Franc from the Pacific French Territories This bill will be in your hands thanks to a trip to the islands of the Pacific Ocean, to French Polynesia. So carefree life reigns here that it is displayed even on paper money. You will not see presidents, politicians or cultural figures on them, but only beautiful local residents with traditional wreaths, standing against the backdrop of mountains, palm trees and the endless sea.
Maldivian rupee The Republic of Maldives usually ends up at the bottom of the list when countries are listed by GDP and financial well-being. However, this did not affect her banknotes at all. Bright, attractive Maldivian rupees convey the mood of local residents who do not follow bank rates, but fish, collect coconuts, weave fabulously beautiful wreaths from local flowers. Delicate tones of banknotes depicting the sea, palm trees, sailboats, flowers will please not only the collector, but also those who simply leave a banknote in their purse as a keepsake.
Dobres from Sao Tome and Principe The name of this African country and its monetary units are hardly familiar to a wide range of collectors. The state in West Africa is located very close to the Equator, which could not but affect the local nature. Locals in their dialect call the country nothing more than "Paradise on Earth", and it is very difficult to argue with this. This attitude to nature and its wealth is reflected in the local currency of dobra: waterfalls, mountains, rivers, the sea, flora and fauna, peasants engaged in labor.
Swiss franc Switzerland is one of the few countries in Europe that has not adopted the euro, but has retained its own currency. And didn't miss a beat. The Swiss franc is not only one of the most stable currencies in the world, but also one of the most beautiful. On the front side of the banknotes, you will find portraits of famous cultural figures, and, turning it over to the back side, you will be able to get acquainted with their achievements. For example, the 100 franc note depicts the famous sculptor and artist Alberto Giacometti and one of his best creations: the sculpture “Man Walking Forward”. This sculpture, by the way, is the most expensive in the world, it was sold at Sotheby's for almost $105 million.
Frank from the Comoros But back to the states in the Indian Ocean. Apparently, a special atmosphere reigns here, as local money is transformed from means of payment into works of art. In the Comoros, banknotes depicting animals and flowers are in circulation, but they are famous not only for expressive drawings. Their main difference is in a special color scheme, it is very bright and saturated. For example, if you pick up 1000 francs, then the sea will turn blue on them against the backdrop of a blazing sunset.

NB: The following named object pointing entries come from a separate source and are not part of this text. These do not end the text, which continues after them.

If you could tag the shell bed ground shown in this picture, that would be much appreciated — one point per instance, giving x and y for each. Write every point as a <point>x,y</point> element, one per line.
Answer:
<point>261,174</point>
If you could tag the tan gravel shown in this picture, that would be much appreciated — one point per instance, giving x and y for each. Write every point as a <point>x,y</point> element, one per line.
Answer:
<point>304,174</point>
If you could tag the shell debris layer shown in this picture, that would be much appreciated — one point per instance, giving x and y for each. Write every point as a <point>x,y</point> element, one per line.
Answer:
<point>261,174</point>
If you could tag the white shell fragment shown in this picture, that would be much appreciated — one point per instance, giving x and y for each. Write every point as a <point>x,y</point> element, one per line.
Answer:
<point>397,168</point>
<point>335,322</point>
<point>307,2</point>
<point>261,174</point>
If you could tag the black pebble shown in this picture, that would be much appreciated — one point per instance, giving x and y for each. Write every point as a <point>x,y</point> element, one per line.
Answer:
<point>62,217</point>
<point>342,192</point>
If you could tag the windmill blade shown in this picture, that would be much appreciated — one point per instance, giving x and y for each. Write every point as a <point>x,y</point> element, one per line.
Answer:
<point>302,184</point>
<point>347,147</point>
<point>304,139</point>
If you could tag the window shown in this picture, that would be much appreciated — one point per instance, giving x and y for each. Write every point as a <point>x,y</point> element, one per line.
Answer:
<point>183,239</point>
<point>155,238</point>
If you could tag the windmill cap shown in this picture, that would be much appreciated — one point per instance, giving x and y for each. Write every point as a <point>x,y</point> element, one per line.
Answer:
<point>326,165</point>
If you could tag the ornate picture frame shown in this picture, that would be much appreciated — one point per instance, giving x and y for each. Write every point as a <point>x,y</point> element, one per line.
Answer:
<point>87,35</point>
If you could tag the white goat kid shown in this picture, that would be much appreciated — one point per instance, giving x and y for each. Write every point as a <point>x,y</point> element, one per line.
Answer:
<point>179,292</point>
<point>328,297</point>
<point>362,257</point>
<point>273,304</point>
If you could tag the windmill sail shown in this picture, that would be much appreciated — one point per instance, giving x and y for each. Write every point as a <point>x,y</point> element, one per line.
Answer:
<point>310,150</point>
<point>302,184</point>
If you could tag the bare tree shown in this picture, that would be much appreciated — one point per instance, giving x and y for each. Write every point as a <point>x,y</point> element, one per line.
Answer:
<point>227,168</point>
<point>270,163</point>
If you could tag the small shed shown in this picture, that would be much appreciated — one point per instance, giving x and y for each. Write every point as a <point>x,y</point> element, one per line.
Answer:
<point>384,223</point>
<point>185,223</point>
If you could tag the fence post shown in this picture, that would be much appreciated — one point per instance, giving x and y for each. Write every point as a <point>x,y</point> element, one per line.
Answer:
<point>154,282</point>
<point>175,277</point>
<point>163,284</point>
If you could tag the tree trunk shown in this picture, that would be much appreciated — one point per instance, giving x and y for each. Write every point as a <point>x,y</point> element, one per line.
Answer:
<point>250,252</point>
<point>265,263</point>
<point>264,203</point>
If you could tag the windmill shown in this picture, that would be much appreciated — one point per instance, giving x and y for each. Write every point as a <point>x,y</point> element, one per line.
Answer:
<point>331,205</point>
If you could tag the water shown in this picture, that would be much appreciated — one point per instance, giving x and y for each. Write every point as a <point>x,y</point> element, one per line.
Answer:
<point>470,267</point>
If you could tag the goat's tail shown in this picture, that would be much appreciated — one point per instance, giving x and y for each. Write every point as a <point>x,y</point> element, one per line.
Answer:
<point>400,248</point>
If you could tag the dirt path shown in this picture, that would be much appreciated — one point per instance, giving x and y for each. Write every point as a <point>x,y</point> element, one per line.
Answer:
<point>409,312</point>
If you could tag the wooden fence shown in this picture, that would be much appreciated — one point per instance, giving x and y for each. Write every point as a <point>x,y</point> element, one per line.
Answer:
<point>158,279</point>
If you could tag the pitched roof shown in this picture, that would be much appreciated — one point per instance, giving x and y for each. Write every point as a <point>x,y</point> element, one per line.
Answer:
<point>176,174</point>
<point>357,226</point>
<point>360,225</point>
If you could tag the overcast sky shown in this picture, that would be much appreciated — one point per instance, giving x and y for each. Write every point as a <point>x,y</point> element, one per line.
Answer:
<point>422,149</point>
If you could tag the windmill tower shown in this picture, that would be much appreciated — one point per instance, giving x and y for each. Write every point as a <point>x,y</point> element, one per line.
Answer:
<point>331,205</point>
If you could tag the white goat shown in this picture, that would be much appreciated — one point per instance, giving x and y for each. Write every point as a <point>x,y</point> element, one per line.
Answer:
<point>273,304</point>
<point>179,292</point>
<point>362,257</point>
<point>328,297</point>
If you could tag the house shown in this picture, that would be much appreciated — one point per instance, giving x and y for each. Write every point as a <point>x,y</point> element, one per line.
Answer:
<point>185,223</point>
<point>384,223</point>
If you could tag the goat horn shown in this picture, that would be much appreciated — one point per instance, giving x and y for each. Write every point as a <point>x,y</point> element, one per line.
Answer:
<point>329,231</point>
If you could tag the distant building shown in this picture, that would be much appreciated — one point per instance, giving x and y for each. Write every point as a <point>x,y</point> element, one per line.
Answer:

New Zealand dollar Banknotes from New Zealand also appeared in the ranking of the most beautiful currencies. This country boasts both a unique nature with many endemics and a stable economy. The main heroes of the national currency here are the birds, it was they who "occupied" all the means of payment. Another interesting fact is that banknotes are not printed on paper, but on the thinnest and very durable plastic. Such a banknote can easily be washed in a typewriter and nothing will happen to it.
Hong Kong dollar Let's move from calm and even conservative New Zealand to the high-tech world, to Hong Kong. This city still impresses with the pace of its economic development, showing the world another Asian tiger. This pace of life could not but be reflected in paper money, they are filled with absolutely fantastic landscapes of the technological world of the future, in which you can recognize modern Hong Kong.
History of banknotes
Money, both metal and paper, was invented for convenience and ease of trade. The fact that paper can replace precious metals was understood in Europe more than 900 years ago.
Paper Money of the Knights Templar When the Crusades became necessary in the 12th century, the Order of the Knights Templar was established, combining the functions of military and religious control. Its branches were located in Europe and the Middle East. Those wealthy knights who went under the banners of the cross knew that their mission would last a long time. They preferred not to take heavy metal money with them, but to hand it over to the Order, in return receiving a paper receipt. Today, we would confidently call this type of payment order a traveler's check. Arriving in the city where the branch of the Knights Templar was located, the knight received in his hands an amount equivalent to that left in his hometown. The Order did not work at a loss, for its services it asked for a considerable percentage. Of course, if a knight died on a campaign, then there was no one to demand on paper, the funds were transferred to the disposal of the Templars in full. As you understand, this state of affairs quickly brought the military-religious organization to the top of the financial wealth of Medieval Europe. And money then, however, as now, meant power. And this power stretched from Constantinople to Portugal. And only Philip IV decided to put an end to the unlimited possibilities of the Order, simply by simply executing its leaders, after accusing everyone of witchcraft and connection with diabolical forces. It was then that the practical idea of using paper as money was forgotten for several centuries.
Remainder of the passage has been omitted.